Recently we’ve noticed a lack of women in tech-based roles. Last year only 30% of employees at 11 of the biggest tech companies were women (when women make up 59% of the total workforce).
This split is represented at the application stage too. Looking at our own statistics from earlier this year, application rates for the internships and graduate jobs is about equal between men and women. But, look at technology-focused positions and only 13% of the applicants were female.
Perhaps it’s not a coincidence that the same percentage comes up in women studying computer science degrees. It’s clear: women are hugely underrepresented in the technology world.
Despite what the ex-President of Harvard University infamously said, there’s no evidence for women being biologically worse at technology. So why, when you look up stock photos of businessmen, do you get this:
And when you look up businesswomen you get this:
Why no women in tech?
The first reason behind any underrepresented group in a career is preferential hiring, and the same can be said of women in tech. Ever since women started entering the workplace biased recruitment has been an issue.
In a randomized study, Yale researchers assigned a male or female name to identical applications.
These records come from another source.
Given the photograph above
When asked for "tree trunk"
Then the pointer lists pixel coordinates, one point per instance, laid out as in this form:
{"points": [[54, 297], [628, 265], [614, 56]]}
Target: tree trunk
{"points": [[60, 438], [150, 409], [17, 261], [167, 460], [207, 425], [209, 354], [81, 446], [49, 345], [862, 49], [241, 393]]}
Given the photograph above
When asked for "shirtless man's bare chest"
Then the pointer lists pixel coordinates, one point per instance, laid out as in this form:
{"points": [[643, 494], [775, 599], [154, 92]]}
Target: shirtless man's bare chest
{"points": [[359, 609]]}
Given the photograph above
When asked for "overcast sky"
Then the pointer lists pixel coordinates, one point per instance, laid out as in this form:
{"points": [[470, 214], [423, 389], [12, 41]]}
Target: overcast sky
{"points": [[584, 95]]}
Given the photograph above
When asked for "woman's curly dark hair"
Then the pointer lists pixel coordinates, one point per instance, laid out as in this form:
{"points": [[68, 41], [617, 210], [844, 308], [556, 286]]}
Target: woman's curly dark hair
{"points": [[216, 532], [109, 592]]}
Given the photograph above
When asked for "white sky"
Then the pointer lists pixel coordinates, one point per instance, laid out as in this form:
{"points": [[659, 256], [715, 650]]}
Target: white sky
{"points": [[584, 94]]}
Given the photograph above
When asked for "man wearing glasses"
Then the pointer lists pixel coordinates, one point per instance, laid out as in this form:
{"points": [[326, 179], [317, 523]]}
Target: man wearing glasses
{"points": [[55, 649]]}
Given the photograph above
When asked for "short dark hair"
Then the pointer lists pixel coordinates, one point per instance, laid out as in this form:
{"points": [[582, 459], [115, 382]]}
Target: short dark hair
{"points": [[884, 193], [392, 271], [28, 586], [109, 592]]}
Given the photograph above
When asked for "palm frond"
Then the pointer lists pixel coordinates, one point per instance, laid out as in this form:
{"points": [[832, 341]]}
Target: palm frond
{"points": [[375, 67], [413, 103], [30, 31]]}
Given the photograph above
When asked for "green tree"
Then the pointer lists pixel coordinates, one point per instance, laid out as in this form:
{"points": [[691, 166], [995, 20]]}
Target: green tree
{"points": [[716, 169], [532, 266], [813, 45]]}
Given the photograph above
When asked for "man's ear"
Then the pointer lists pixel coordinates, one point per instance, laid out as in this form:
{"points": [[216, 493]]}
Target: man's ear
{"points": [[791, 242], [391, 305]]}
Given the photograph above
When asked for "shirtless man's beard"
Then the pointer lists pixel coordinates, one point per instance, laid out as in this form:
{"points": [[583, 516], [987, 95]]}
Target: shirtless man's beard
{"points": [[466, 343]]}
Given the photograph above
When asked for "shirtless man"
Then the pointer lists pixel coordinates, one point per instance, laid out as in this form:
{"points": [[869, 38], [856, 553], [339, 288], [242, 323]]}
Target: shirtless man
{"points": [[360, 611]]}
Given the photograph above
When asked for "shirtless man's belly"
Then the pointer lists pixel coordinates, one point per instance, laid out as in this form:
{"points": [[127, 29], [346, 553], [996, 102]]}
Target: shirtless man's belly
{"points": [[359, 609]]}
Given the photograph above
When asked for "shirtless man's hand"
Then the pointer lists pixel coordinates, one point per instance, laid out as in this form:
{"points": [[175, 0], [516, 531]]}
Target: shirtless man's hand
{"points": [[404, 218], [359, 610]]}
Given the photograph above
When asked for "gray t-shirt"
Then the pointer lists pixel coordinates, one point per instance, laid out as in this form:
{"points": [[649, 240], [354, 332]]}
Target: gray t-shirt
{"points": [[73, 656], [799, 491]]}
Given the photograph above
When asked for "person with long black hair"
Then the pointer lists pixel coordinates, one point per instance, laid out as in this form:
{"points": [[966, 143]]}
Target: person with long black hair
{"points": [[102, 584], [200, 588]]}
When these were submitted to recruiters hiring for scientific positions, the male applicant was rated as “significantly more competent and hireable than the (identical) female applicant.”
But this isn’t the only issue. Recruitment might be a glass ceiling, but something is stopping some aspiring female techies from even approaching application.
Look back at that 13%, the few female applicants for our technology internships. If you readjust to look at technology positions that offer on-the-job training, the number of female applicants jumps to 33%.
This difference is echoed everywhere.
74% of young girls are interested in computer science, but 18% of computer science graduates are female.
Why such a change? While the numbers still lean towards men, there’s a clear interest in tech amongst female students and graduates. Lack of training that makes a difference, but evidence shows that confidence is a huge factor.
In an interview with Vox, author Claire Shipman points out that show women in the workplace take fewer risks than men. All other conditions being equal, women would ask for promotions once they meet 100% of the qualifications. Men would ask after meeting only 60%.
This might seem unimportant, but as she points out: “confidence is more important that competence.”
What can we do?
With anything as complex as this, there are so many ways to make a difference.
Blind hiring could combat recruitment bias and is already a practice spreading fast. Training women interested in STEM subjects is a ground-up process already underway. Campaigns like WISE (Women In Science, technology and Engineering) work to “boost the talent pool” of women in tech. Encouraging employers to offer internships and entry-level jobs in these sectors could also help to give interested women the head start they might not have.
But presenting the opportunity is only half the battle if this confidence gap is a reality. But female voices in the media now motivate under-confident women (and “silence” some over-confident men). Perhaps it is a matter of time before we’ve leveled the playing field.
Of course the key, above all else, is to keep the conversation going.